Ustawa dot. ASF zakłada wykup świń ze stref zagrożonych i przerób mięsa na konserwy, a następnie zakup tych produktów przez instytucje państwowe.
"Wiem o tym, że dziś wielu polskich rolników, hodowców trzody chlewnej jest dotkniętych klęską związana z Afrykańskim Pomorem Świń" - mówił prezydent Duda w Spale. Przypomniał, że przygotowano już specjalną ustawę, która ma tym rolnikom pomóc.
"Ta ustawa przygotowana została w bardzo szybkim tempie, przeprowadzona w polskim parlamencie przy zgodzie politycznej (...) i trafiła na moje biurko w piątek, czyli w dniu, w którym została uchwalona przez Senat RP. I w tym samym dniu została przeze mnie podpisana. A że ma termin wejścia w życie z chwila jej ogłoszenia, (...) jest możliwość, że ona wejdzie w życie już jutro, jeżeli jutro zostanie opublikowana" - zapowiedział prezydent.
"Jest wielkim obowiązkiem polskich władz, prezydenta RP, ministra rolnictwa, (...) dbanie o to, aby państwo miało pieczę nad polskim rolnikiem. To jest wielki obowiązek władz. My ten obowiązek rozumiemy w sposób poważny" - oświadczył.
"Podstawą pracy rolnika jest ziemia. Rolnik nie da rady pracować, nie będzie rolnikiem, jeżeli nie będzie miał ziemi w swoich rękach, którą będzie mógł uprawiać" - dodał A.Duda.
"Cieszę się ogromnie, że wreszcie przez polski rząd, parlament i prezydenta RP została przyjęta ustawa, która zapewnia to, że ziemia pozostanie w rękach rolników, tych, którzy umieją ją uprawiać, tych, którzy wiedzą, w jaki sposób ją spożytkować" - mówił.
Prezydent wyraził też nadzieję, że w niedługim czasie powstanie ustawa, "która zabezpieczy nas przed tym, co w rolnictwie chyba najtrudniejsze".

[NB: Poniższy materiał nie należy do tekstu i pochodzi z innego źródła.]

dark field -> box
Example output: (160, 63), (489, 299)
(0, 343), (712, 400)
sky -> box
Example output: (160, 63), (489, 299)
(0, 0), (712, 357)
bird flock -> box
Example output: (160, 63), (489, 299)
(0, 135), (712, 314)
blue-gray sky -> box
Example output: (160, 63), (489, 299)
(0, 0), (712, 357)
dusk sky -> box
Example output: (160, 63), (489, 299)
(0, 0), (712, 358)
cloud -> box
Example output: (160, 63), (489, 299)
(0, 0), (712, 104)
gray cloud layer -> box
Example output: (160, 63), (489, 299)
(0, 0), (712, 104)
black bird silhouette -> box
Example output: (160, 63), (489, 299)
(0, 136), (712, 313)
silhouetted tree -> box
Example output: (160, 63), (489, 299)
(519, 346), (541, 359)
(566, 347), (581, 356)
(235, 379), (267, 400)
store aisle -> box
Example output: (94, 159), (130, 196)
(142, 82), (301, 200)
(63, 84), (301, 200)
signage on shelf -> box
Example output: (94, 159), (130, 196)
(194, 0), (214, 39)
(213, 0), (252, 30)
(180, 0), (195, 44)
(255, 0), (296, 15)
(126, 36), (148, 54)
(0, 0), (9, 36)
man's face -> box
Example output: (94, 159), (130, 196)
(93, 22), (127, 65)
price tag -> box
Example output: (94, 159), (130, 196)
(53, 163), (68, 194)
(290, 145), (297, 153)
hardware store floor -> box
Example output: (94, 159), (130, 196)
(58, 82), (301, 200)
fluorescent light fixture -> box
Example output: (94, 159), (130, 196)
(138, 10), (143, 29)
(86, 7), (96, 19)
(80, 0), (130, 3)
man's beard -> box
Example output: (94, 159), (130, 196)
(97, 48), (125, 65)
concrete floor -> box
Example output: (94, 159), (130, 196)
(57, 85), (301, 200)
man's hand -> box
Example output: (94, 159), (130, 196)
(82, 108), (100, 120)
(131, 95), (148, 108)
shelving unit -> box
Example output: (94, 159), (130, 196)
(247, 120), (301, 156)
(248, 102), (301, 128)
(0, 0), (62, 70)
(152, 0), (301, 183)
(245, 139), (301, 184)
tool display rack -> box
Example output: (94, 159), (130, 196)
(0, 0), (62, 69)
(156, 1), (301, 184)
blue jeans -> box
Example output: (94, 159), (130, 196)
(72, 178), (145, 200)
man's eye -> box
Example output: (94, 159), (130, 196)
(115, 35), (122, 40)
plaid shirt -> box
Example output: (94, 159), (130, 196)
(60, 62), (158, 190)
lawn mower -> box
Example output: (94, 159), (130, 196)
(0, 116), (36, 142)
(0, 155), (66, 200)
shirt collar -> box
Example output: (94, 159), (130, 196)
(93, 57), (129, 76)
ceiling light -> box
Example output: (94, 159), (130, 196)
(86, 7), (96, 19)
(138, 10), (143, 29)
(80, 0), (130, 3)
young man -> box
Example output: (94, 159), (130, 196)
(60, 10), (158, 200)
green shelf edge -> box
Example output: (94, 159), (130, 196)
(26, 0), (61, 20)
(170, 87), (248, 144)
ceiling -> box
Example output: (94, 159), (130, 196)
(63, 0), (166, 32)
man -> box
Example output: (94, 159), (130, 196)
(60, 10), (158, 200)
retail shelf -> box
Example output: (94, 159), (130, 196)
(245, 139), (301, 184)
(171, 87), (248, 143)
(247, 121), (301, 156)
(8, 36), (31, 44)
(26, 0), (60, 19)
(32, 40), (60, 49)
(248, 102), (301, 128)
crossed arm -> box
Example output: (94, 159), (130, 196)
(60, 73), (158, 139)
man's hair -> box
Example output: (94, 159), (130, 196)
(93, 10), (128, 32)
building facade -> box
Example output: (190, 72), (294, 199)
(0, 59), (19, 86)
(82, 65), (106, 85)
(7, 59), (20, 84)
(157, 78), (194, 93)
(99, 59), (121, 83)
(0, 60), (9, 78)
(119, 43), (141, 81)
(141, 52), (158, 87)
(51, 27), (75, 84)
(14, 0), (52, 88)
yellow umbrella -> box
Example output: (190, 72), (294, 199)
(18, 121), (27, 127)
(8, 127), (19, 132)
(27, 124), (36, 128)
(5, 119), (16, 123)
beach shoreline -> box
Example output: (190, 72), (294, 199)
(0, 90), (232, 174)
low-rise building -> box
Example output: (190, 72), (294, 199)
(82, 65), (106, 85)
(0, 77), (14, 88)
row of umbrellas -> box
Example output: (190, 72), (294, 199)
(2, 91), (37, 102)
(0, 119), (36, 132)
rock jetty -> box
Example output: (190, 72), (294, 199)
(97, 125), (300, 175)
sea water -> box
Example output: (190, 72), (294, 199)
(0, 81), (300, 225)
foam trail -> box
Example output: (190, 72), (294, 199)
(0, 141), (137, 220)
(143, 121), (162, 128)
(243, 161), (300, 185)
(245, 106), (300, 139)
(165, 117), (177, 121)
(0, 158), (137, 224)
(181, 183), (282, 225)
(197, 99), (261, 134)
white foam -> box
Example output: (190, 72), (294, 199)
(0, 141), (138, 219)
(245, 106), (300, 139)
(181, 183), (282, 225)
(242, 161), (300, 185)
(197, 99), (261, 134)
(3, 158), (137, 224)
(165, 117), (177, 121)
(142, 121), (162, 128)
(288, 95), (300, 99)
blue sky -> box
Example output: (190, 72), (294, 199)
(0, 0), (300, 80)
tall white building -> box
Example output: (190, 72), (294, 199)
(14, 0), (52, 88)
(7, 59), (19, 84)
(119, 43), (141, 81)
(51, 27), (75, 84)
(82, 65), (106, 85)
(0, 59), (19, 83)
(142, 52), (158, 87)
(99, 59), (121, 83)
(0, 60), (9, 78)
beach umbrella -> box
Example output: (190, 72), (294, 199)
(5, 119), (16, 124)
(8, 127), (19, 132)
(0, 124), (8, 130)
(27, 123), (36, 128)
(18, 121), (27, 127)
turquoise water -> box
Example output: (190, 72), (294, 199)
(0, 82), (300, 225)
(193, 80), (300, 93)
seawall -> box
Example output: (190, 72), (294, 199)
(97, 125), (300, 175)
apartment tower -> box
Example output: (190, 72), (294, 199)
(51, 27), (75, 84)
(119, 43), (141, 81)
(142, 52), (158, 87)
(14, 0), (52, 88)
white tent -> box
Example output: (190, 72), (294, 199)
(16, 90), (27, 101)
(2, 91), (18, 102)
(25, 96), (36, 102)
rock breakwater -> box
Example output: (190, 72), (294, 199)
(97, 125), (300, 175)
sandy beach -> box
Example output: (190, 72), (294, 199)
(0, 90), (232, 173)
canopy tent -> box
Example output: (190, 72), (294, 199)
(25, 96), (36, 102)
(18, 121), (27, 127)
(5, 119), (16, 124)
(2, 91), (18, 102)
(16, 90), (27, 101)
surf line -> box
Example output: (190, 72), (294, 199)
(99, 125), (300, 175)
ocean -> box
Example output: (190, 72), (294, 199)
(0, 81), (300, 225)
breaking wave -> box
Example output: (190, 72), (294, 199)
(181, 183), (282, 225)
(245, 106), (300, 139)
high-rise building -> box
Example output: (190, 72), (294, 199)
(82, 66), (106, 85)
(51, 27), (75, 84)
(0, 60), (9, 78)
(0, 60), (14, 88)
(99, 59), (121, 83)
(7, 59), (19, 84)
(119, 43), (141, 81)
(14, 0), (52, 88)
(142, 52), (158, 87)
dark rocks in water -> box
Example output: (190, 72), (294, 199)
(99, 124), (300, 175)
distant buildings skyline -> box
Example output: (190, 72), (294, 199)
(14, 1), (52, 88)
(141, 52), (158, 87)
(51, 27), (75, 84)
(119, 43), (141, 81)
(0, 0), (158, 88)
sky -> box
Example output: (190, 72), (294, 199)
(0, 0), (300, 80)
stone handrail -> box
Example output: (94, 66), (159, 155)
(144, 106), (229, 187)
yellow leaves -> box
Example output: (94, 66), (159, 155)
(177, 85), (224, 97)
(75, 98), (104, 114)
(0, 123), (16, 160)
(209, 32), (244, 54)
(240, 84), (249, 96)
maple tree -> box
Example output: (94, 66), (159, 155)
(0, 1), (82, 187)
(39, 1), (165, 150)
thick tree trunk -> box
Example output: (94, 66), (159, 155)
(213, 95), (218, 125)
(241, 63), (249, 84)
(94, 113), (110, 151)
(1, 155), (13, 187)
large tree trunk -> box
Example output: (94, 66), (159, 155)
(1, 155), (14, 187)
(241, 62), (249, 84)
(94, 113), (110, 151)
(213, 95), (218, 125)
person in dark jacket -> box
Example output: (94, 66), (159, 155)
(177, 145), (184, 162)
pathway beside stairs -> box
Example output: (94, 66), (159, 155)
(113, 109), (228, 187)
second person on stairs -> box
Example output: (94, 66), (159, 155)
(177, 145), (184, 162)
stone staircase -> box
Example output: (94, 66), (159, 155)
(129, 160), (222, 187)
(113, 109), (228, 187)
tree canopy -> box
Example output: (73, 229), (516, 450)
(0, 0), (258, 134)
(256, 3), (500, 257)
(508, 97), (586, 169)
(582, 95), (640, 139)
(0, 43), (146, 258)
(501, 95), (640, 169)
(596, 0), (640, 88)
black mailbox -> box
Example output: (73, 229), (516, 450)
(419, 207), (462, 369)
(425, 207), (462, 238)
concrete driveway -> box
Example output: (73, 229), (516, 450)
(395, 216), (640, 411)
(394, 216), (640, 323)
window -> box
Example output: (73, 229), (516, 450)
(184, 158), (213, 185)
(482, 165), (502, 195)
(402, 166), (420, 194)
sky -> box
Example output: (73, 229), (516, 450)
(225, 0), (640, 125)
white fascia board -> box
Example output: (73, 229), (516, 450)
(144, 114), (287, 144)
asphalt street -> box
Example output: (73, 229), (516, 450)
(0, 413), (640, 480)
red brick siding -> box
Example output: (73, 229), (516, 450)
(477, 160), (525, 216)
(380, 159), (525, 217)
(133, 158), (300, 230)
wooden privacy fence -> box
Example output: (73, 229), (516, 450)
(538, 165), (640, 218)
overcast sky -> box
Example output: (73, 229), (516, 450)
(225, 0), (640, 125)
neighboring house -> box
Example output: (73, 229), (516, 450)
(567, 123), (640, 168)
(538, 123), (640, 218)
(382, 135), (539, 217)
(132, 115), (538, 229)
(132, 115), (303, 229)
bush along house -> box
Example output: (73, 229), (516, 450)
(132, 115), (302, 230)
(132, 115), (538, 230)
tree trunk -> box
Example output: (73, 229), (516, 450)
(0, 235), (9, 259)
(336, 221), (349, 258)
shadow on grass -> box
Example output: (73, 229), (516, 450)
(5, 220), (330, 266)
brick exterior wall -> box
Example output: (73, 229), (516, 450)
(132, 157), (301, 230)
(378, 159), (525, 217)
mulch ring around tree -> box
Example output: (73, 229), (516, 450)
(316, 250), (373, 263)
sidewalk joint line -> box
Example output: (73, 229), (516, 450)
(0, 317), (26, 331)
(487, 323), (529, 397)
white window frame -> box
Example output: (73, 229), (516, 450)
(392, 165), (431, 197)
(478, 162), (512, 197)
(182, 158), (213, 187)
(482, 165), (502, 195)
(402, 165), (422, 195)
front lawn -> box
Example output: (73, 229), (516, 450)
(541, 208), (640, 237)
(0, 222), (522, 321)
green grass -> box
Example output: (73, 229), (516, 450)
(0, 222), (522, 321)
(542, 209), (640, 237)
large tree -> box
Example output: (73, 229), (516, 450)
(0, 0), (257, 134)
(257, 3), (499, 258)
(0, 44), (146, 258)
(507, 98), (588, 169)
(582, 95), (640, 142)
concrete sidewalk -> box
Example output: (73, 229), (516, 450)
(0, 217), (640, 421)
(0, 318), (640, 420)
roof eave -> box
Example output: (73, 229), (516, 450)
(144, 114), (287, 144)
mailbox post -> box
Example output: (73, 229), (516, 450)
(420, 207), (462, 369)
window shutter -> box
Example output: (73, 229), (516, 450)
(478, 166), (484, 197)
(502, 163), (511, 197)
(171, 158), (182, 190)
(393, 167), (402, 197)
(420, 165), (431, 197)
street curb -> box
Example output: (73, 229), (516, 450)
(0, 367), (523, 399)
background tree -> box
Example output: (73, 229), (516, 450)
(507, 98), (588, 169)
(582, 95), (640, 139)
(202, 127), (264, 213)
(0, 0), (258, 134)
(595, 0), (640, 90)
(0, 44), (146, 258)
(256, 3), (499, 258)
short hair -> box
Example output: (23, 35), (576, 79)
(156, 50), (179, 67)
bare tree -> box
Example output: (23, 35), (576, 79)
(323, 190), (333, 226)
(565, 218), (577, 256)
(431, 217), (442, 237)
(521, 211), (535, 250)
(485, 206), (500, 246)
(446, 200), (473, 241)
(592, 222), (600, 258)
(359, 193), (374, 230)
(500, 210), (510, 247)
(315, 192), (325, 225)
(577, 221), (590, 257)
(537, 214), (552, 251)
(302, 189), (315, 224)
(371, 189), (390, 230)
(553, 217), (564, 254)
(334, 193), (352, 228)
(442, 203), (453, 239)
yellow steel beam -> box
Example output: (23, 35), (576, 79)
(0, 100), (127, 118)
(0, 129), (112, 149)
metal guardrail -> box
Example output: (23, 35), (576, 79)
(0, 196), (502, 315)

"Bo wiedzę można zdobyć, maszyny można nabyć, ale za aurę, za pogodę, za klęskę żywiołową, która przyjdzie, za suszę, za gradobicie, za inne tego typu zdarzenia, które zniszczyć mogą plony, za przymrozek nikt nie odpowiada" - dodał.
"Pytanie, co ma zrobić rolnik w takiej sytuacji, kiedy przychodzi na niego takie nieszczęście? Otóż nic nie może zrobić, jeżeli nie zostanie wsparty. I dlatego jest niezbędne i potrzebne i dziękuję, że polski rząd nad tym pracuje, że będzie utworzona ustawa w tej sprawie, odpowiednie ubezpieczenie dla rolników na wypadek klęsk żywiołowych" - poinformował prezydent.
Jak dodał, takie ubezpieczenie, "które będzie pozwalało im spokojnie i bezpiecznie, bez troski o byt w następnym roku, pracować na roli, budować plon, dbać o to, by Polacy, ci którzy na roli nie pracują, mieli co jeść. By mogli kupić polski chleb wytworzony z polskiego ziarna".